Member of the Jharkhand Legislative Assembly
- Incumbent
- Assumed office 23 November 2024
- Preceded by: Dinesh William Marandi
- Constituency: Litipara
- In office 2009–2014
- Preceded by: Thomas Soren
- Succeeded by: Hemant Soren
- Constituency: Barhait
- In office 1990–2005
- Preceded by: Thomas Hansda
- Succeeded by: Thomas Soren
- Constituency: Barhait

Member of Parliament, Lok Sabha
- In office 16 May 2004 – 16 May 2009
- Preceded by: Thomas Hansda
- Succeeded by: Devidhan Besra
- Constituency: Rajmahal

Personal details
- Born: 22 August 1952 (age 73) Godda, Jharkhand
- Party: Jharkhand Mukti Morcha (since 2024)
- Other political affiliations: Bharatiya Janata Party (until 2024)
- Spouse: Meeru Soren
- Children: 2 sons and 2 daughters

= Hemlal Murmu =

Indian politician

Hemlal Murmu is a member of the 14th Lok Sabha of India.
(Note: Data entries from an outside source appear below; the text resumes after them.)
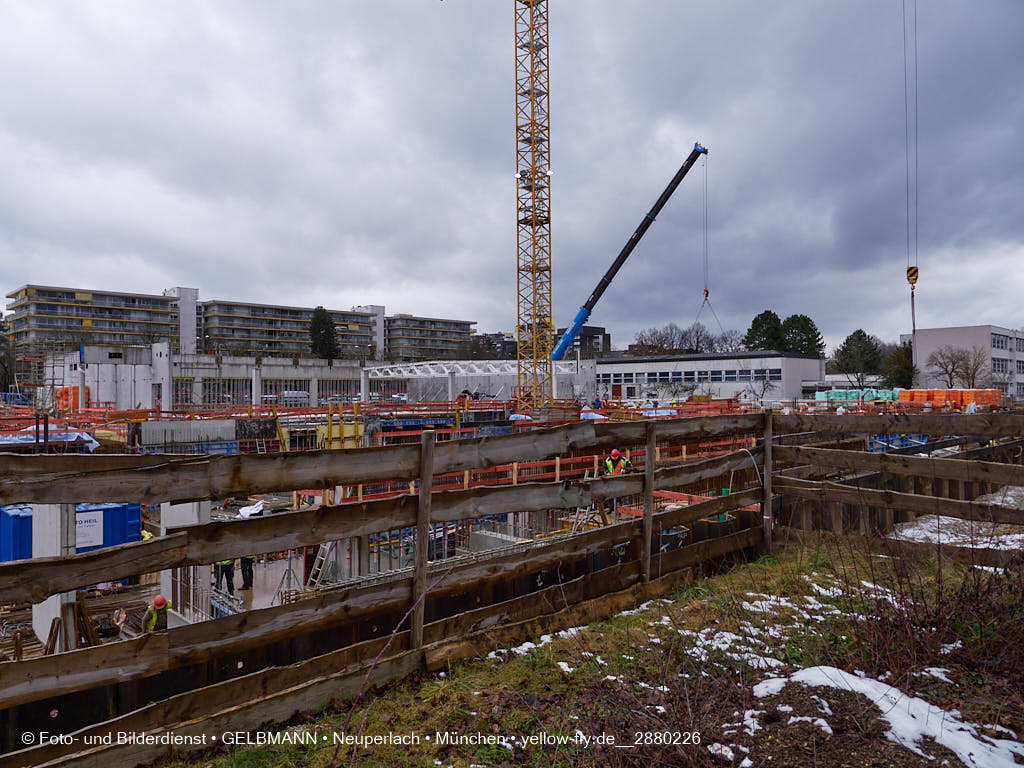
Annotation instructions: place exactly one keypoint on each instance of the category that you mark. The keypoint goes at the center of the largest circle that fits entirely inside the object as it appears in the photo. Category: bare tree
(658, 340)
(946, 363)
(697, 339)
(729, 341)
(974, 367)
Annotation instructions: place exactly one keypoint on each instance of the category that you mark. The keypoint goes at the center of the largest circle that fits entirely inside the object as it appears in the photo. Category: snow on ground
(942, 529)
(909, 719)
(939, 528)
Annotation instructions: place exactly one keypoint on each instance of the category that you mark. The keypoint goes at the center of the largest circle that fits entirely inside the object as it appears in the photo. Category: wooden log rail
(927, 505)
(274, 694)
(138, 479)
(199, 545)
(949, 469)
(150, 654)
(988, 425)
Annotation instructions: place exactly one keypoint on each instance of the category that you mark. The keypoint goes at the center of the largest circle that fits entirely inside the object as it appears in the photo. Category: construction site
(200, 541)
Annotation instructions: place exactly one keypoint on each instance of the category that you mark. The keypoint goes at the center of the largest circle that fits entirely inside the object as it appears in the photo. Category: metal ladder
(584, 515)
(316, 571)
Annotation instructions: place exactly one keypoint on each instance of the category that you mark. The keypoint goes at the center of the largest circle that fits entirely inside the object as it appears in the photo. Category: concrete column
(52, 535)
(257, 386)
(174, 516)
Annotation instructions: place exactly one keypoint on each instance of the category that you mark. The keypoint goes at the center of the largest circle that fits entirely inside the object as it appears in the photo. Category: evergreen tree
(898, 369)
(859, 356)
(801, 335)
(765, 332)
(324, 342)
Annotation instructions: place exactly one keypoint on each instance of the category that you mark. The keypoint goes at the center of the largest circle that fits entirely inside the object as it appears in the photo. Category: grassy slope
(660, 682)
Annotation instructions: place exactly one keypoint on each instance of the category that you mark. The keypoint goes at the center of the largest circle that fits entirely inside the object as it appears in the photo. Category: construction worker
(225, 569)
(155, 619)
(616, 464)
(247, 570)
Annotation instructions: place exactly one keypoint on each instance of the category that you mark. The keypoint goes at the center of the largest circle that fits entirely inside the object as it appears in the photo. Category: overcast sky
(363, 152)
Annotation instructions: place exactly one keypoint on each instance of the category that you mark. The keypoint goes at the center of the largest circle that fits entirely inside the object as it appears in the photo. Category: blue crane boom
(584, 314)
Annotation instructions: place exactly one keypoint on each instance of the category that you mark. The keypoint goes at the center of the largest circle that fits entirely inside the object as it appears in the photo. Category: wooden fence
(238, 672)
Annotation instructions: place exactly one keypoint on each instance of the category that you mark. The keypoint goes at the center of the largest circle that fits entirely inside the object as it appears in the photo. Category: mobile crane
(584, 314)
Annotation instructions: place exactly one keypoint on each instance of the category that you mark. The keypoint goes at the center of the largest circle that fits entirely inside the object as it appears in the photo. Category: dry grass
(646, 671)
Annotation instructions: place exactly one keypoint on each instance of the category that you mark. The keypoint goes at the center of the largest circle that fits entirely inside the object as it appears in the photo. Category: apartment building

He represented the Rajmahal constituency of Jharkhand and was the Bharatiya Janata Party candidate from Rajmahal (Lok Sabha Constituency) in 2019. He left the party in 2023 and is currently a member of Jharkhand Mukti Morcha.

He is a member of the Jharkhand Legislative Assembly from 2024, representing Litipara as a Member of the Jharkhand Mukti Morcha.